Cavallino 08: Heading Home
We had a short six hour drive north to Savannah before stopping at my sister’s house for the night. The plan was to leave Savannah at about 6 am to get Mark back to Maryland, and for me to drive the last 5 hours home to Upstate New York in one day.
We weren’t on the road for more than 5 minutes heading northbound on I95 when we were jolted by a loud bang. I looked out the rear of the car and saw a trail of sparks shooting out the back of the Ferrari. Mark immediately pulled over onto the soft shoulder. My mind raced in those 15 seconds trying to diagnose what could have made the noise.
After finding nothing obvious, and no leaks from under the car, Mark started walking back down the highway towards something large on the side of the road. Following a scrape mark behind the car, we found this three ball class three trailer hitch in the soft dirt! Pulling off the road must have dislodged the hitch from whatever it was caught on under the car. The picture shows how Mark felt about our collecting some new parts with his Ferrari.
Since there was no apparent damage, and the car seemed to running O.K., we drove the car out of the danger of being parked on the side of a major interstate. About 20 minutes of driving, the sun came up, so we pulled over into a rest stop for a better look at the damage. It didn’t take long for me to find the point of impact with our trailer hitch. The right side exhaust was all but completely collapsed like a tin can! I went to the rear of the car and found about 10% flow out of one of the pipes, and a little more out of the other one. My first thought was to get a drill and cut holes in the pipe before the crushed sections to limp home, but I decided to consult some of my fellow Ferrari mechanics.
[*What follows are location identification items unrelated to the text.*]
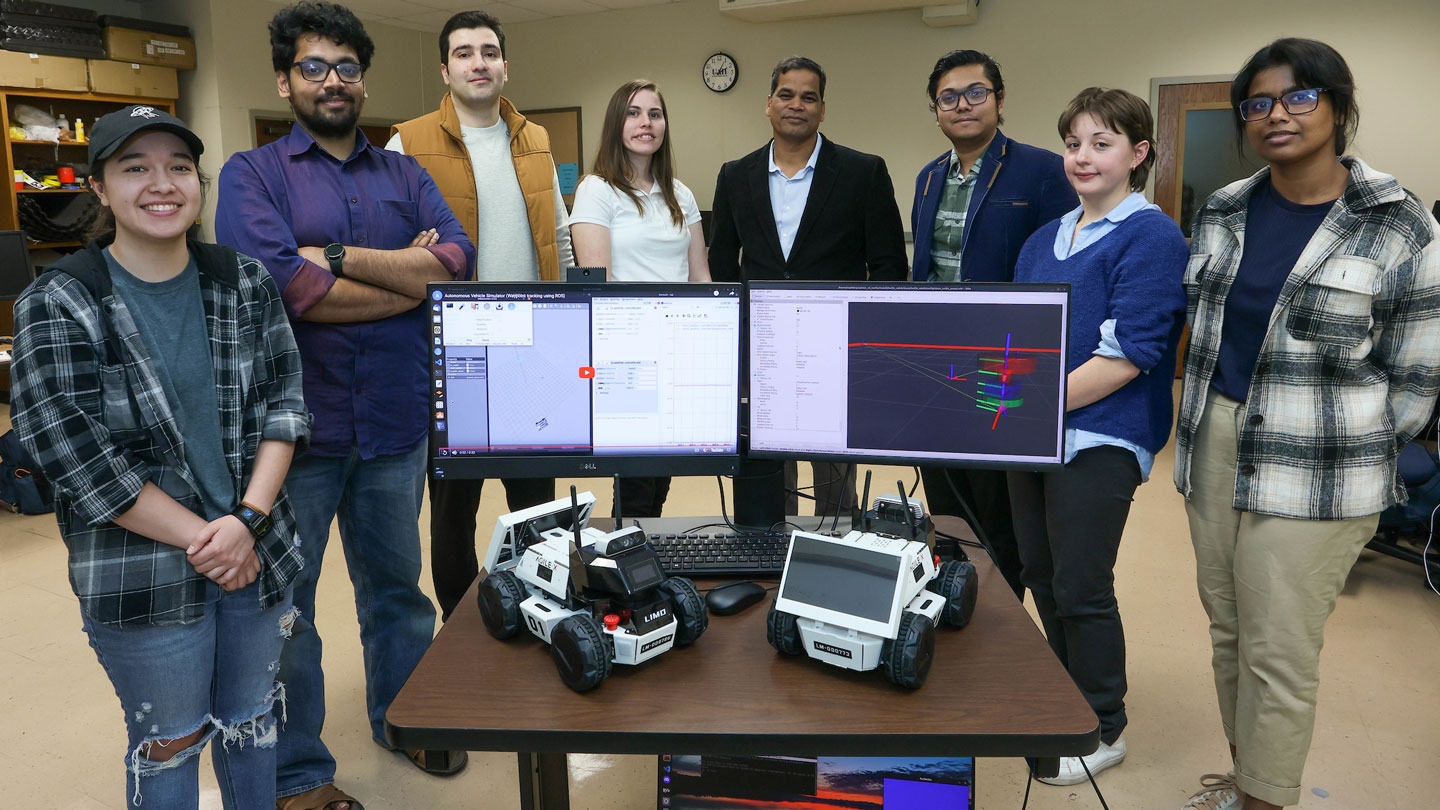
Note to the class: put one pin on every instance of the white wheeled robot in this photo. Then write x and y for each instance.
(595, 597)
(873, 597)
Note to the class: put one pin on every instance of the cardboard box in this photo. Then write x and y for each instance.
(43, 72)
(131, 78)
(149, 48)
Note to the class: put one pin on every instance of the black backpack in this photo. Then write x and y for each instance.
(22, 484)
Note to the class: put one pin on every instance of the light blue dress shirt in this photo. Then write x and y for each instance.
(1077, 440)
(788, 196)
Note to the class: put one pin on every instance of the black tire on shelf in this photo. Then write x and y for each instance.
(581, 652)
(500, 595)
(959, 585)
(691, 616)
(784, 632)
(906, 659)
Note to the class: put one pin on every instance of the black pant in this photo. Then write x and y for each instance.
(1069, 525)
(454, 503)
(988, 496)
(642, 497)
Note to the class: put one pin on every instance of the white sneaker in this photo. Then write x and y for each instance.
(1073, 773)
(1217, 791)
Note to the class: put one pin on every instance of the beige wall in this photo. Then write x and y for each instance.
(1049, 49)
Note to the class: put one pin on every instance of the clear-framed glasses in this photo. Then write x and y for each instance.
(318, 71)
(974, 95)
(1295, 103)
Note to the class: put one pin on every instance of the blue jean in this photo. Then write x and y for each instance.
(378, 503)
(215, 675)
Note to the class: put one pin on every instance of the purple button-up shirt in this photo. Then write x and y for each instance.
(367, 384)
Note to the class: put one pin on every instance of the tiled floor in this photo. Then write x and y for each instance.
(1377, 742)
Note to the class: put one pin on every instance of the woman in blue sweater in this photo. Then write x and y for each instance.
(1123, 261)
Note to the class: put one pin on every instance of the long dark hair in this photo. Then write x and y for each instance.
(611, 162)
(1315, 65)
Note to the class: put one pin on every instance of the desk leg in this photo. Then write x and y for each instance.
(545, 781)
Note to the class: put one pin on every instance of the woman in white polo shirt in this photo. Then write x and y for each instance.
(634, 218)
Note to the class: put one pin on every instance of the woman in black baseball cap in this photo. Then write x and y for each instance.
(157, 385)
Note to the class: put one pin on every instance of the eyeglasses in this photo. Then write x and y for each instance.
(974, 95)
(318, 71)
(1295, 103)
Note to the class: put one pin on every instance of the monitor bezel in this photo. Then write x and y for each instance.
(1028, 463)
(534, 466)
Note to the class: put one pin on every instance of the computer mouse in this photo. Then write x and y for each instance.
(733, 597)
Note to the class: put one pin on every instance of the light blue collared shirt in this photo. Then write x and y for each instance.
(1077, 440)
(788, 196)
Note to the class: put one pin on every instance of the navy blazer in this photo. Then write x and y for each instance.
(850, 231)
(1020, 189)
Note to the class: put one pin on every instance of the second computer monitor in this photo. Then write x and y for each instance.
(928, 374)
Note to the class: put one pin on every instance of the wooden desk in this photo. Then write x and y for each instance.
(995, 689)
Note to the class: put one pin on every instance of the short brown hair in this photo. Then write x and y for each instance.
(1122, 111)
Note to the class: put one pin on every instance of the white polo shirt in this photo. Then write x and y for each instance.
(645, 245)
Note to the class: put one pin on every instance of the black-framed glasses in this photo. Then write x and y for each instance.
(1295, 103)
(318, 71)
(975, 95)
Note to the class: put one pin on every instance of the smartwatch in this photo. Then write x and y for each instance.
(254, 519)
(336, 255)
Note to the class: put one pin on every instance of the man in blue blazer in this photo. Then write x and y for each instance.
(974, 208)
(807, 208)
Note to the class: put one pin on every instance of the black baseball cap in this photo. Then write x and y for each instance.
(113, 130)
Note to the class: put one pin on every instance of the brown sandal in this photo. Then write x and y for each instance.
(323, 797)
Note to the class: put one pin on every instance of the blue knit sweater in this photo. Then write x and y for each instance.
(1134, 276)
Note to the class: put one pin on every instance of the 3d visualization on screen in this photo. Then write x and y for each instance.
(965, 374)
(585, 379)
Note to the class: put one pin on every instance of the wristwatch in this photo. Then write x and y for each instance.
(254, 519)
(336, 255)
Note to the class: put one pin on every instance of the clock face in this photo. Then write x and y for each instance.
(720, 72)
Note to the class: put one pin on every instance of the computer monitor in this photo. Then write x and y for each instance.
(962, 375)
(16, 270)
(815, 783)
(583, 379)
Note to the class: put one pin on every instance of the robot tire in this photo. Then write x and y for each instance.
(582, 653)
(500, 595)
(691, 616)
(959, 585)
(906, 659)
(782, 632)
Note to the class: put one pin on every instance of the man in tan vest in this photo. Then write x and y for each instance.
(497, 175)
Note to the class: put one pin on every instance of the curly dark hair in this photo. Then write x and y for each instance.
(331, 20)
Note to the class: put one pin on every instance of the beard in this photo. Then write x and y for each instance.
(329, 124)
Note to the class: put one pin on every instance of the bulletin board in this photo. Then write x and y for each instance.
(563, 124)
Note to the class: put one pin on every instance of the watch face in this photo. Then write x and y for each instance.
(720, 72)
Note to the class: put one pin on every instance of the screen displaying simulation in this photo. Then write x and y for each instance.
(913, 374)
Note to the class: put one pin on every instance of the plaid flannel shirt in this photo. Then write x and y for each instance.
(1350, 366)
(88, 407)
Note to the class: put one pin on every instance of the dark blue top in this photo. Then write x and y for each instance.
(170, 317)
(365, 382)
(1132, 276)
(1020, 189)
(1276, 234)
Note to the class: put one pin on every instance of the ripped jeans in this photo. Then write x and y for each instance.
(215, 676)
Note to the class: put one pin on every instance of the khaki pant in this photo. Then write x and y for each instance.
(1267, 584)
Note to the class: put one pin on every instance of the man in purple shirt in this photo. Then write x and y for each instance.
(350, 234)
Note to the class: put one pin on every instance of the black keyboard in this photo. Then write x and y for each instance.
(723, 552)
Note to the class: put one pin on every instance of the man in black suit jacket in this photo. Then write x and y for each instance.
(807, 208)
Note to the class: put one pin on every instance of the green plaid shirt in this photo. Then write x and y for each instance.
(949, 219)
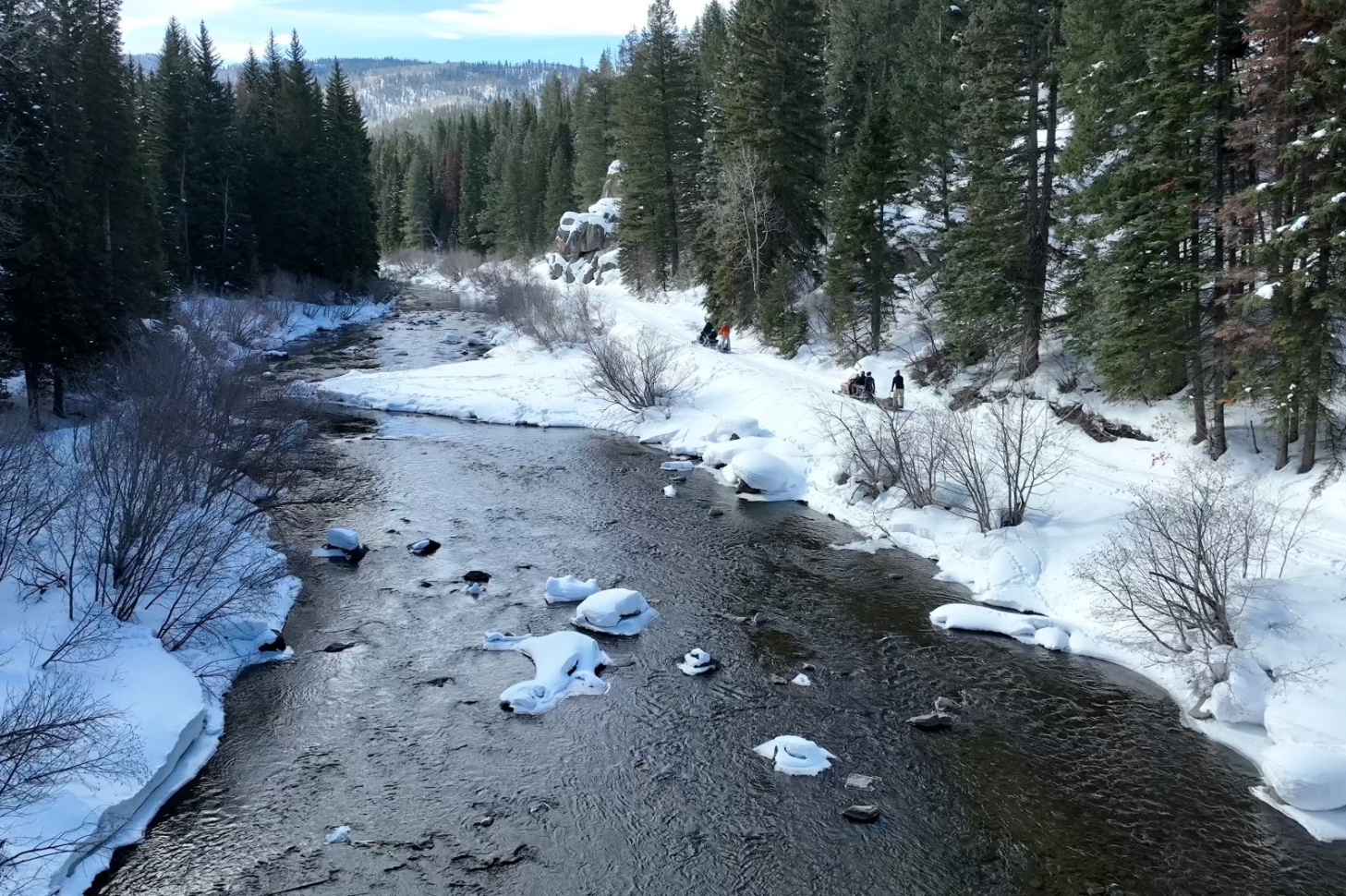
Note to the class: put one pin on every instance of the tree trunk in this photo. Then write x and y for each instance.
(1043, 38)
(32, 385)
(58, 394)
(1197, 376)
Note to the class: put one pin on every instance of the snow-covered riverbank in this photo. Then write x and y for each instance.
(168, 704)
(757, 410)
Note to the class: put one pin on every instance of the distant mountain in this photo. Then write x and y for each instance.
(391, 89)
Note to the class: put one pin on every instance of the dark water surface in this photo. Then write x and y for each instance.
(1063, 775)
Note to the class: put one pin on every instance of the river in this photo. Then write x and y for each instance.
(1062, 775)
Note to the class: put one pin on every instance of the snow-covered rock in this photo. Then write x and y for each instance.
(615, 611)
(972, 618)
(697, 662)
(344, 539)
(1311, 778)
(795, 755)
(768, 474)
(565, 589)
(565, 665)
(1242, 697)
(731, 428)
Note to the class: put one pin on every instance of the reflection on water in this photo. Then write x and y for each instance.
(1061, 775)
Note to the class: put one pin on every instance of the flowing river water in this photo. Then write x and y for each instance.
(1062, 775)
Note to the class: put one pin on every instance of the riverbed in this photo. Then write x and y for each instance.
(1061, 775)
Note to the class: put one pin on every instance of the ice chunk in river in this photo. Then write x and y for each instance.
(697, 662)
(344, 539)
(565, 663)
(972, 618)
(1311, 778)
(617, 611)
(568, 589)
(766, 472)
(795, 755)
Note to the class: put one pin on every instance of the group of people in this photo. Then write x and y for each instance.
(715, 336)
(863, 386)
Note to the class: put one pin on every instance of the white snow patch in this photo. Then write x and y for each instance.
(795, 755)
(617, 611)
(565, 665)
(570, 589)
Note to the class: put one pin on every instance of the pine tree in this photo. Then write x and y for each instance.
(418, 202)
(773, 106)
(1293, 218)
(865, 260)
(996, 277)
(352, 238)
(595, 143)
(654, 108)
(1160, 261)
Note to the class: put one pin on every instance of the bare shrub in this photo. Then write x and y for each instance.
(1031, 454)
(538, 309)
(412, 262)
(27, 495)
(168, 518)
(1181, 562)
(972, 466)
(55, 731)
(636, 374)
(456, 264)
(887, 448)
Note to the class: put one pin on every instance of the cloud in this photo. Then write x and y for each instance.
(547, 18)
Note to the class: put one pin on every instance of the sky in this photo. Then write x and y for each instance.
(430, 30)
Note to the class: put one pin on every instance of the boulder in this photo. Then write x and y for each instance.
(862, 814)
(273, 645)
(931, 721)
(342, 539)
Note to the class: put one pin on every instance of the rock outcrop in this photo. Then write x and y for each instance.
(586, 241)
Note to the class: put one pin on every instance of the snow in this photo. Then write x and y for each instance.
(1308, 778)
(176, 720)
(1030, 568)
(777, 478)
(696, 662)
(565, 665)
(972, 618)
(795, 755)
(617, 611)
(344, 539)
(570, 589)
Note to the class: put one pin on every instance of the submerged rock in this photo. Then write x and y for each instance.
(862, 814)
(931, 721)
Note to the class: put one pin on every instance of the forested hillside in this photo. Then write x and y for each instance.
(1162, 188)
(121, 188)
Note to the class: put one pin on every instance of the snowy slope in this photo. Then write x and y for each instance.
(770, 404)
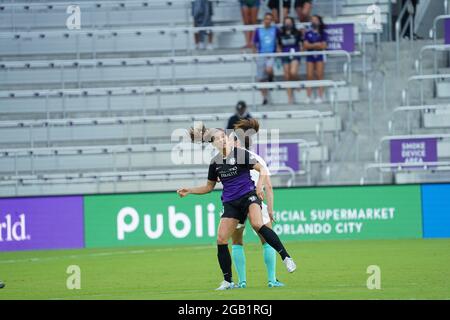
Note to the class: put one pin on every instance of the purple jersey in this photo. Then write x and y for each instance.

My first call was to Sean, a co-worker at Sport Auto in Connecticut. I told him about our predicament, and he suggested looking at the header pipes to see if they were overheating from the restriction, He agreed that drilling holes was probably a good idea, and suggested to even try opening up the crushed sections with a pair of large vice grips. We pulled over a third time to inspect the headers, but didn’t see anything glowing. I even spit on the header pipes to see if any of the restricted pipes sizzled any more than the adjacent cylinders. All things checked out O.K., so we headed down the road some more.
It was now late enough in the morning to call François, and after I told him the story, her replied simply, “No. You have to pull over!” He explained that we stood the chance of blowing a head gasket if there was enough restriction on the exhaust!
I motioned to Mark to cut the revs back, and to pull over, because often times when François gives a stern warning like that, it’s not just theoretical, but he’s probably seen it happen!
Our first stop was at a truck stop to look for a drill. The owner was late for work and when one of his mechanics relayed the story to him, he was not amused or helpful. His thinly veiled resistance to help two guys with a “ferrin car,” had us heading back down the interstate looking for a muffler shop.
I remember reading once that the two most useful tools to keep in your vintage car was a cell phone and an Auto Club card, but I would have to add third item. I turned on my GPS box and found a muffler shop 10 miles away, and had it direct us to their door.
Bob’s Masterbend Muffler in Walterboro, South Carolina had Mark’s Ferrari on their four post lift in a matter of minutes, with clear view of the damage. I was glad we stopped to make this repair.
The owner assessed the situation, and was fine with drilling holes in the pipes to get us down the road, but offered to section new pipe in place of the damaged pipe for a more permanent repair. Mark, incredulously asked if he could do such a repair, and in a-matter-of-fact deep southern accent, replied, “It is what I do for a livin’!
He showed me where he planned to cut the pipe, and we talked about rewelding some of the old hangers on the new sections of pipe, and we left the owner to his work.
Within an hour he had new pipes bent and welded in place. The bends were not mandrel bends like the original Ansa system, but with the some grinding of the welds, and some black paint, it’ll be hard to spot the new pipe without a sharp eye.
It only cost Mark $120 bucks for the repair and we were only delayed 2-1/2 hours since our incident. I shudder to think how much worse the consequences could have been, but instead we made out easy, got a great story to tell, and Mark got a free three ball trailer hitch in the deal!